Fin dall’inizio, Sónar aveva qualcosa di diverso. Non si è limitato a presentare DJ, né ha copiato il modello del festival rock applicandolo all’elettronica. La sua domanda sembrava un’altra: cosa succede quando musica sperimentale, club culture, arte digitale, design, ricerca sonora e cultura notturna si siedono allo stesso tavolo? Negli anni novanta, quella domanda poteva sembrare strana o troppo specializzata. Con il tempo è diventata la sua identità. Sónar non ha solo seguito l’evoluzione dell’elettronica; spesso ha contribuito a spiegarla prima che il grande pubblico avesse le parole per capirla.
Barcellona è parte centrale di questa storia. Sónar non sembra un festival che atterra semplicemente in una bella città. È legato al modo in cui Barcellona mescola strada, design, architettura, spiaggia, turismo, notte e cultura visiva. Durante i suoi giorni, la città cambia temperatura: arrivano professionisti, artisti, curiosi, ravers, giornalisti, programmatori, tecnologi, designer, fan dei club e persone che forse non sanno se ascolteranno musica, vedranno un’installazione, assisteranno a una conversazione o finiranno a ballare fino a molto tardi.

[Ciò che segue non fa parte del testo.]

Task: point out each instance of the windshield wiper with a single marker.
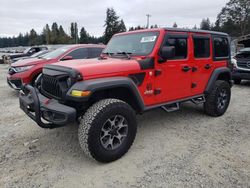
(125, 53)
(108, 53)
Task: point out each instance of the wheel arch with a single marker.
(222, 73)
(122, 88)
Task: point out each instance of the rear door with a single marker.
(174, 82)
(202, 62)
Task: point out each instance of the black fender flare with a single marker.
(215, 75)
(101, 84)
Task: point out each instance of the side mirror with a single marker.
(167, 52)
(65, 58)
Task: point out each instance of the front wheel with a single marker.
(107, 130)
(237, 81)
(217, 101)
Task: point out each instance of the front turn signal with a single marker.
(77, 93)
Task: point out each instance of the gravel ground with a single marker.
(179, 149)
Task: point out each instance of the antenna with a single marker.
(148, 16)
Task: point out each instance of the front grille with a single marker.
(12, 71)
(243, 64)
(52, 86)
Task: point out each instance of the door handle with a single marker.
(207, 66)
(186, 68)
(194, 69)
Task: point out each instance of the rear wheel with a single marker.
(217, 101)
(107, 130)
(237, 81)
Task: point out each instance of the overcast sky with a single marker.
(21, 15)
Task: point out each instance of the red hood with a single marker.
(30, 61)
(94, 67)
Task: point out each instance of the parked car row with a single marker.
(241, 62)
(25, 71)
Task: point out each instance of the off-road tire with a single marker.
(237, 81)
(91, 124)
(211, 105)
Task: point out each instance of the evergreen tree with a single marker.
(84, 36)
(32, 38)
(54, 33)
(234, 18)
(122, 27)
(205, 24)
(175, 25)
(46, 34)
(74, 32)
(112, 24)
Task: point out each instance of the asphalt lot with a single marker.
(179, 149)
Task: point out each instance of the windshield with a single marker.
(56, 53)
(135, 44)
(26, 50)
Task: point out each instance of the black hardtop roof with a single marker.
(196, 31)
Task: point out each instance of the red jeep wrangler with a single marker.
(137, 71)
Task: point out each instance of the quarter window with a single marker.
(201, 47)
(221, 47)
(95, 52)
(81, 53)
(180, 45)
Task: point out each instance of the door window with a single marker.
(221, 48)
(80, 53)
(180, 45)
(201, 47)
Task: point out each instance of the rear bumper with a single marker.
(47, 113)
(241, 74)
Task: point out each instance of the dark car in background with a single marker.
(26, 71)
(38, 54)
(28, 52)
(241, 70)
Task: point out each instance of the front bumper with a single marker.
(47, 113)
(241, 74)
(15, 83)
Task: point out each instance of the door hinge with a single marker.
(157, 91)
(194, 69)
(158, 72)
(194, 85)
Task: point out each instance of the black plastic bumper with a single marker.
(239, 74)
(15, 84)
(47, 113)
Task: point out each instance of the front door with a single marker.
(202, 62)
(173, 77)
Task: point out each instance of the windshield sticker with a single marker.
(148, 39)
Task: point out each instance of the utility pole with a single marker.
(76, 33)
(148, 16)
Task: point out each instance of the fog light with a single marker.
(76, 93)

Questo miscuglio è esattamente il punto.
Musicalmente, Sónar ha sempre vissuto tra sperimentale e popolare. Questa tensione lo definisce. Può presentare pionieri dell’elettronica industriale, artisti audiovisivi difficili da classificare, techno da club, grime, pop mutante, hip-hop, ambient, decostruzione digitale, house, jungle, reggaeton futurista, elettronica latina, performance strane e nomi enormi capaci di riempire il palco principale. Non è un festival purista. Non è nemmeno un festival semplicemente compiacente. La sua grande abilità è permettere al pubblico di passare da qualcosa di astratto a qualcosa di massivo senza sentire che la notte si contraddice.

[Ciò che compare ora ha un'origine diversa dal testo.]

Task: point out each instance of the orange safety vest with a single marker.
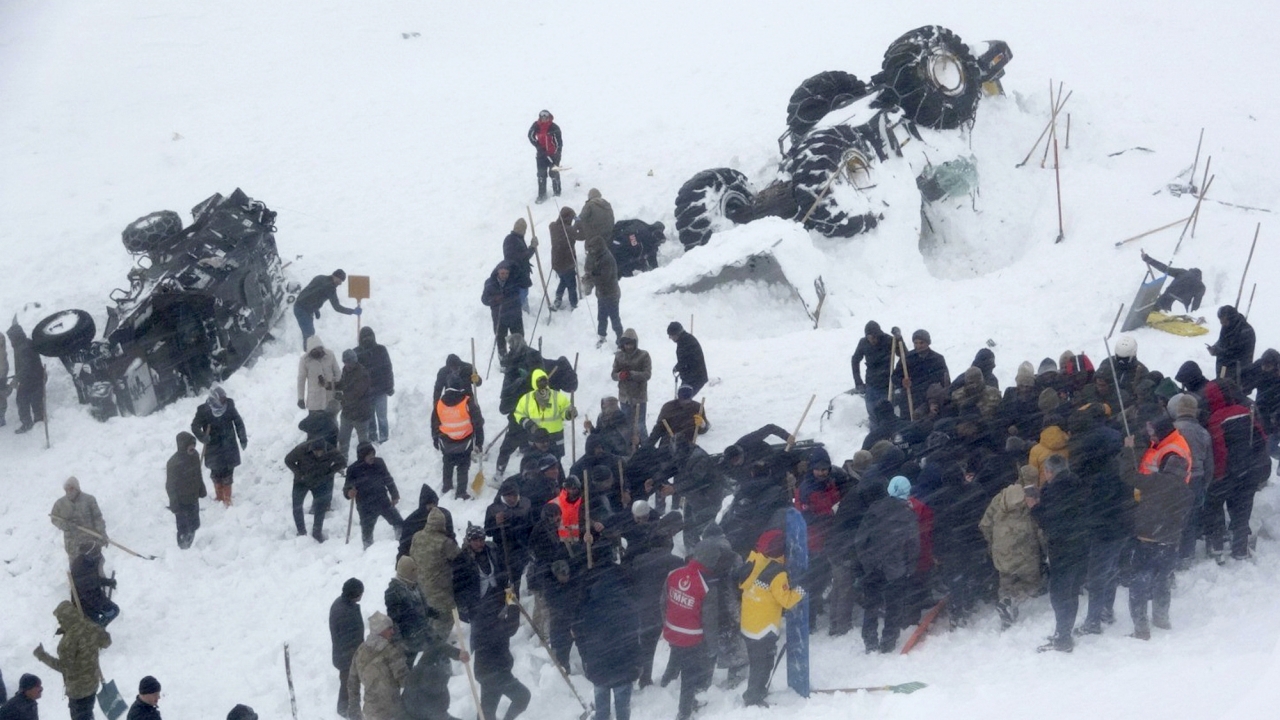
(1174, 443)
(455, 419)
(570, 510)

L’esperienza reale di partecipare ha molto a che fare con la navigazione. Non vai solo a “vedere concerti”; attraversi strati. Guardi gli orari, scegli tra un live audiovisivo e un DJ set, dubiti se restare davanti a un palco o attraversare verso un altro, incontri un’installazione che non ti aspettavi, ascolti una conversazione sull’intelligenza artificiale e poi finisci a ballare qualcosa che magari due ore prima non sapevi esistesse. A Sónar, la scoperta non arriva sempre come grande rivelazione. A volte appare come un suono strano, uno schermo, una luce, una sala mezza vuota che improvvisamente diventa indimenticabile.
Sónar+D amplia ancora di più questa personalità. La sua presenza ricorda che il festival non tratta la tecnologia come decorazione, ma come materia culturale. Qui non importa solo cosa suona, ma come si produce, come si programma, come si visualizza, come circola, come si monetizza e come influenza il corpo, la creatività e il modo in cui immaginiamo il futuro. Per questo Sónar può sembrare metà festival e metà antenna: capta segnali strani prima che diventino normali.
Ciò che distingue Sónar da molti altri grandi festival elettronici è il suo rapporto con l’intelligenza culturale. Non cerca solo l’euforia, anche se ne ha molta. Non cerca solo la festa, anche se sa costruirla benissimo. La sua forza sta nell’unire piacere e pensiero senza diventare freddo o accademico. Puoi entrare per un artista famoso e uscire parlando di un’installazione; andare per la techno e scoprire una voce sperimentale; arrivare per lavoro e finire su una pista perdendo il controllo. Sónar è Barcellona che ascolta il futuro con curiosità, senza paura quando quel futuro suona strano.